Couples: Get back to first-date talking
Recently, I dropped by one of my favorite coffee shops (shall go unnamed, but let’s just say it has the best mocha this side of the river.) In the line behind me, I could sense a couple on their first date. They were dressed up and neither had their phone out. They had that required 2 feet apart distance going on because this was their first in-person meeting and both were maintaining eye contact and smiling. It was the ubiquitous getting-to-know-you questions that sealed the deal that this was indeed a first date:
“Where do you want to travel next?”
“What do you do for fun?”
“Have you ever been arrested?”
Each person, when asked, was saying
“I want ____”
“I enjoy_____”
“I have___”.
Notice the use of the word “I.”
People on their first dates are speaking for themselves. They are both asking questions.
And yet, somewhere between a few months to a few years, couples in conflict are not speaking with “I” anymore. When you overhear the couple married 10 years at the table next to you, the conversation may look like this: “You forgot to grab milk.
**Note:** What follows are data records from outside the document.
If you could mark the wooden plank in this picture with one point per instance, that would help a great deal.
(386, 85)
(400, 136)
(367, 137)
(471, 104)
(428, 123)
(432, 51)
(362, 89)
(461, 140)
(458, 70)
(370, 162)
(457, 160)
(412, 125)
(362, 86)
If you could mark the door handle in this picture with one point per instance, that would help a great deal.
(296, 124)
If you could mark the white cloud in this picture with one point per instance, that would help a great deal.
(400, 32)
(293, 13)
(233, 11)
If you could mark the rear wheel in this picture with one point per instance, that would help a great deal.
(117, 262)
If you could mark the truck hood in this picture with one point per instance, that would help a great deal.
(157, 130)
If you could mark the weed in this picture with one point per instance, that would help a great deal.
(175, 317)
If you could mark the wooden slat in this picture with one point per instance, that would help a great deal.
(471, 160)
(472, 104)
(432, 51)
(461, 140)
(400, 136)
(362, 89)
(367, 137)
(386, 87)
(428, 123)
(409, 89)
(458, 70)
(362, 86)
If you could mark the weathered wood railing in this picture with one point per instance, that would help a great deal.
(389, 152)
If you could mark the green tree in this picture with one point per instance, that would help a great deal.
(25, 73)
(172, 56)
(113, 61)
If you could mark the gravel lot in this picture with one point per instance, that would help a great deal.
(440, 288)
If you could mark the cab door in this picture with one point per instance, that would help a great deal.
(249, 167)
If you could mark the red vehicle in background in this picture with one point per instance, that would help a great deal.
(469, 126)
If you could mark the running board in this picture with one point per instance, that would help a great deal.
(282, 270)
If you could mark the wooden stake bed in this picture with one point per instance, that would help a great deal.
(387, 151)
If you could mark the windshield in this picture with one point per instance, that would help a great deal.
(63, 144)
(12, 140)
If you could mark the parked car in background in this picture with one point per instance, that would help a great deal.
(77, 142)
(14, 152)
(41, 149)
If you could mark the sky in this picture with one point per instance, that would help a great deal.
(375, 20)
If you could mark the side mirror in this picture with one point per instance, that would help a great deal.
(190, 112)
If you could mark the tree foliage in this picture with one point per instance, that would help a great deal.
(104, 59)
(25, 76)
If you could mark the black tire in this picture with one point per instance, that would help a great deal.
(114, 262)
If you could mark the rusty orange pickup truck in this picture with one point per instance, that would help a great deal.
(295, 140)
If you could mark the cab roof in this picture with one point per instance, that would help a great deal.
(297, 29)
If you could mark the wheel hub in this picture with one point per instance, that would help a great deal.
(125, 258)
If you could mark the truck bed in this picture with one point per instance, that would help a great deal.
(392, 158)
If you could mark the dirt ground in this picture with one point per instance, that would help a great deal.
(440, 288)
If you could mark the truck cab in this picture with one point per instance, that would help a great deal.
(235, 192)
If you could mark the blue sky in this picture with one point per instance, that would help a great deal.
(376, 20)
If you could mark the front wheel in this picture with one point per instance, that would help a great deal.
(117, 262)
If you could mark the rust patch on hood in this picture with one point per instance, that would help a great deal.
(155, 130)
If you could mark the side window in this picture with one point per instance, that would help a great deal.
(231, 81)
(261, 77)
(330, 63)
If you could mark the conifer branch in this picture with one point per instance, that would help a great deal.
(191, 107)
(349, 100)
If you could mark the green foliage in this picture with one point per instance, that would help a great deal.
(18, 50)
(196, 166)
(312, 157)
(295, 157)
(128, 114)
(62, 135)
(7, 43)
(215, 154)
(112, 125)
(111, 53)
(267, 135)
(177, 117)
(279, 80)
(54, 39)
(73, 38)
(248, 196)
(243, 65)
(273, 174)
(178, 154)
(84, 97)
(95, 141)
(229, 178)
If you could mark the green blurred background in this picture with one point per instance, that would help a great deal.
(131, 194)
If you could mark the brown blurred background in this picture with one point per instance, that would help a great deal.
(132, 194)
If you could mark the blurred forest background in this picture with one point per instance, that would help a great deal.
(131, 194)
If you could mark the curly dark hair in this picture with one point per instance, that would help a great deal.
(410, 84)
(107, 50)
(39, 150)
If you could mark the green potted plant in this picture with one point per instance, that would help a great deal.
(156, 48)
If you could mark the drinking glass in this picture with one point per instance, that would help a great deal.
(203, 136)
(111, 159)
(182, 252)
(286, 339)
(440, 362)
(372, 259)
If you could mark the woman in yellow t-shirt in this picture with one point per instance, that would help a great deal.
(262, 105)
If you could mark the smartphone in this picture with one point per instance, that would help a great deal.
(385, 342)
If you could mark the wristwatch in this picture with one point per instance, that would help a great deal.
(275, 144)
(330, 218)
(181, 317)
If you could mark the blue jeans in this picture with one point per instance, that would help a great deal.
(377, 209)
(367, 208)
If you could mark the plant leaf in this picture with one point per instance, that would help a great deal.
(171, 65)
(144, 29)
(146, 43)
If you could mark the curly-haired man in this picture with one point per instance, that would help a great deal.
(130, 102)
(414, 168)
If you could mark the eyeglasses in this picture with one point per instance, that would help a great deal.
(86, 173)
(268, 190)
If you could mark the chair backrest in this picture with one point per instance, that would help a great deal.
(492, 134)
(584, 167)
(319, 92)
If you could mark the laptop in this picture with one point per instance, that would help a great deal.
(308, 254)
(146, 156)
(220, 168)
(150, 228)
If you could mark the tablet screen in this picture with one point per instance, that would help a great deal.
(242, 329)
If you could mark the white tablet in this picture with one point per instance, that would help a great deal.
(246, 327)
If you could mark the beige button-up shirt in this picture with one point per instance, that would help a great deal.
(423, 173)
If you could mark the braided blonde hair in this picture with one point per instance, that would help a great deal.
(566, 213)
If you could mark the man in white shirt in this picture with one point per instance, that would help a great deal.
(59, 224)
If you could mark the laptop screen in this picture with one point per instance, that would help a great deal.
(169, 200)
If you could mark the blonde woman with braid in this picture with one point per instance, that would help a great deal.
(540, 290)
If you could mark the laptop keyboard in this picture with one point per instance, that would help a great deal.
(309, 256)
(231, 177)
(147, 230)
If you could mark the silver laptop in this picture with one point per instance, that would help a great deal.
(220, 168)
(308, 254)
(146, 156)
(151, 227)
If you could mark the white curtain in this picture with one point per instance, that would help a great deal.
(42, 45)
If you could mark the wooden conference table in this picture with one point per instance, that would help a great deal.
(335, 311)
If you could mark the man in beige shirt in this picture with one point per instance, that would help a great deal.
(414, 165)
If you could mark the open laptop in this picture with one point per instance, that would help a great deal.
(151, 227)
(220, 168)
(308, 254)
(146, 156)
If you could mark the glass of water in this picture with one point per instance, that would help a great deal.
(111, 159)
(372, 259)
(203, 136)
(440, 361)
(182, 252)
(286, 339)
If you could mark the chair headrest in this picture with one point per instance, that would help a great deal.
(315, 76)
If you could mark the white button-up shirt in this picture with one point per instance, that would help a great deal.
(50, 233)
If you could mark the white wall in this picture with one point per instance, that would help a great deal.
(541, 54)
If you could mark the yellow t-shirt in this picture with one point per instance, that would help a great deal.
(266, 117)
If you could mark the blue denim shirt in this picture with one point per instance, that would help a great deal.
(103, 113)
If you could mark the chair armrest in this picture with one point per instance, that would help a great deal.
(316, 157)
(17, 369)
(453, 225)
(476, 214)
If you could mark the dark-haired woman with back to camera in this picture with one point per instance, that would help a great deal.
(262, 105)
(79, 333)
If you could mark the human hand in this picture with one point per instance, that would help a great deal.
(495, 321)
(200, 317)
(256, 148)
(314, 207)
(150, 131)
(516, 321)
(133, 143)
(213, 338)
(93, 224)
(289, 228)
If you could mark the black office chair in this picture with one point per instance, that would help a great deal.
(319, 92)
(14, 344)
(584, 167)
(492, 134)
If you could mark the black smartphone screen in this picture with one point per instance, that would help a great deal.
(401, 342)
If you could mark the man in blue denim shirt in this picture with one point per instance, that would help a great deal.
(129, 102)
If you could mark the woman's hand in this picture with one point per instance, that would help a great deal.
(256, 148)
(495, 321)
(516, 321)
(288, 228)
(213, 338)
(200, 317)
You should exercise more. You need a break. You must book a doctor’s appointment. You always work too late.”
What’s the pattern there? The use of the word you. The shift in speaking from first person to second person. These couples have lost their curiosity, their sense of wonder with each other. They have assumed the role of mind reader and “I know better what my partner needs and wants than they do.”
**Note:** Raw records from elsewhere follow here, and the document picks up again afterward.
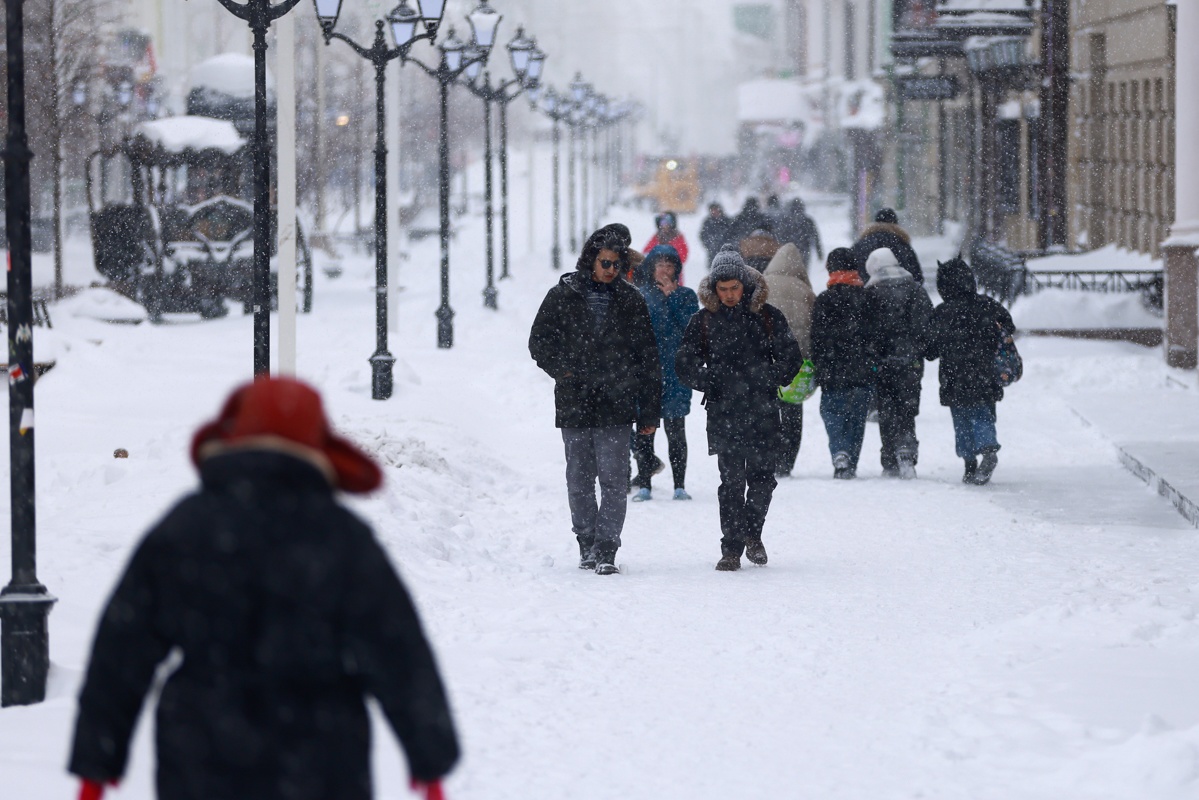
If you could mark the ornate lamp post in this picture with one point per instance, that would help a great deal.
(455, 60)
(259, 14)
(24, 603)
(403, 22)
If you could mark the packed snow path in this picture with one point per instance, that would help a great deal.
(1034, 638)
The problem of speaking for your partner is that it is corrosive to friendship, the very foundation of a strong relationship. Imagine speaking for your friends when you meet to catch up. How fast would they bail? It wouldn’t be fun anymore. Same thing in your relationship: You’re no longer building up your partner or learning about them when you’re speaking for them. If you continue to speak at or for your partner, what’s left of the romantic feelings from the beginning of the relationship will slowly drip down the drain until there’s none left.
So what is the solution? What is the antidote?
Catch yourself the next time you’re saying “You….”
Speak for yourself! Say what you need and what you’re feeling, not what you think they need or are feeling. And ask questions-maybe (most likely) what your partner used to love and dream about doing has changed and you need to update your love map. They’ll feel seen and heard, and I wouldn’t be surprised to find out how your connection grows.